Ce soir – et depuis le 26 juin jusqu’au 15 juillet –, la vertigineuse épopée de Perhan à travers l’ex-Yougoslavie gagne la scène de l’Opéra Bastille, Kusturica ayant imaginé à partir de son film un punk opéra composé par Dejan Sparavalo, Nenad Jankovic et Stribor Kusturica (le fils du réalisateur). Durant un peu moins de deux heures, une grande agitation règnera sur le plateau, conduisant les spectateurs à travers quelques images qui, malheureusement, perdent de leur magie dans cette transposition. Car, une nouvelle fois, c’est sur la toile que Kusturica excelle, et les quelques interludes projetés atteignent une poésie que le spectacle n’effleure pas même. Cuillère promeneuse, plongeon des pommes, alliances hésitantes, autant de moments de répit dans une fiévreuse bousculade.

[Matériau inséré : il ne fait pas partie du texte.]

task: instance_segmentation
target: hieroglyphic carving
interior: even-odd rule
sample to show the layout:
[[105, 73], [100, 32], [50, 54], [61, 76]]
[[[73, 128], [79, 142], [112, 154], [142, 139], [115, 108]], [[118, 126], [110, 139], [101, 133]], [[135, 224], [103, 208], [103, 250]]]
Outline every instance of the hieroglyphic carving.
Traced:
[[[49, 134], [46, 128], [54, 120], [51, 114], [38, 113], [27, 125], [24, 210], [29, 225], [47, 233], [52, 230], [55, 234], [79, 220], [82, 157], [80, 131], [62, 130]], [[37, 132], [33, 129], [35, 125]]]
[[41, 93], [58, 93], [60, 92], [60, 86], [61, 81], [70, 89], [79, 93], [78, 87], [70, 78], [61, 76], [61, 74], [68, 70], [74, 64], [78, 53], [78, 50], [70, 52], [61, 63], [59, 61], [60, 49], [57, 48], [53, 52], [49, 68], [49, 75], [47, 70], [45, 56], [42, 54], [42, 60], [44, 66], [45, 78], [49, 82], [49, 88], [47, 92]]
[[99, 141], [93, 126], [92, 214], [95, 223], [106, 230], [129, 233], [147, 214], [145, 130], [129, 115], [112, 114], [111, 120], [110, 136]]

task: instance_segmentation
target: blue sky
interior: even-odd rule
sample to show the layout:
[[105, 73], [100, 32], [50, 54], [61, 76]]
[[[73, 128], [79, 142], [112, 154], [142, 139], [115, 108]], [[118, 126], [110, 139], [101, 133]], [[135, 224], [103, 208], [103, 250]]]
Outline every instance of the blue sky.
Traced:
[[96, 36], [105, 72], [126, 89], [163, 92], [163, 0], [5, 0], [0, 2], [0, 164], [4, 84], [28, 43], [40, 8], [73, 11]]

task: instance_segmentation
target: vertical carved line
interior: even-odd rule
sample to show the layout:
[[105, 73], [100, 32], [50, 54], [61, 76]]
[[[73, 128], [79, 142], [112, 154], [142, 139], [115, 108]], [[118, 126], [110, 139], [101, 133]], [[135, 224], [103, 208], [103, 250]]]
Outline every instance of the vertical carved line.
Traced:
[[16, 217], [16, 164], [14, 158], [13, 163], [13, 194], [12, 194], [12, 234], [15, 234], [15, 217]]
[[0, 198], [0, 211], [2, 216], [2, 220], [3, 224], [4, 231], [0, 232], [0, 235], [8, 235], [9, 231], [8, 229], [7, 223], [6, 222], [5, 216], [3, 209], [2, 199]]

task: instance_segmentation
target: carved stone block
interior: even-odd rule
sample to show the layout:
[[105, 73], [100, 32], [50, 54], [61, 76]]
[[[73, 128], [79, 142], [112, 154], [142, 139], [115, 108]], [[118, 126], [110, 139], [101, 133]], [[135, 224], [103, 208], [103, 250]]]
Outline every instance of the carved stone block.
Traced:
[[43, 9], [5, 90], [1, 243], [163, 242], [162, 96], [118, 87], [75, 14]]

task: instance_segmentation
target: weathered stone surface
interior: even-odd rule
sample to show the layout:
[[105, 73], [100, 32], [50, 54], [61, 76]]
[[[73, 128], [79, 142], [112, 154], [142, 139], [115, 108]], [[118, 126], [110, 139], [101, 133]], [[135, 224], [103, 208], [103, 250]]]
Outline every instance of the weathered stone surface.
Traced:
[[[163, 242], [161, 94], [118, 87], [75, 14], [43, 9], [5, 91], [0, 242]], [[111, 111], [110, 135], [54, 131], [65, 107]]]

Tableaux et saynètes se succèdent rapidement, au gré des rythmes assénés par le No Smoking Orchestra conjuguant ses efforts à ceux du Garbage Serbian Philharmonia. Si les présences théâtrales s’avèrent tout à fait convaincantes – et parmi celles-ci l’on remarquera particulièrement Gorica Popovic (la grand-mère) et Milica Todorovic (Azra) –, la difficulté à goûter le charme des voix tsiganes dont la texture se trouve largement dénaturée par la sonorisation crée une distance dommageable. Cela dit, sans doute ne parlons-nous pas ici en public de cinéma : à en juger par l’enthousiasme d’une assemblée qui fait fête à chaque numéro et frappe dans ses mains dès que possible, ce n’est pas en habitué des salles de spectacle qu’il convient de regarder ce nouveau Temps des Gitans. Le plus important reste sans doute qu’il n’est pas désagréable de voir un public heureux.

Quelques moments demeurent dans la mémoire après cette soirée. Une fort belle scène de bain, matérialisée par une vapeur stagnante, un geste qui arrose machinalement une petite cathédrale pour la faire pousser, cette même cathédrale qu’on retrouvera grandie et devant laquelle les protagonistes s’envoleront lentement, pour finir. À ces doux souvenirs qui répondent à leur manière à la question plusieurs fois posée – « La beauté serait-elle une malédiction ? » – se substitue celui d’un drôlissime lancer d’oies dont réjouissent les aboiements angoissés.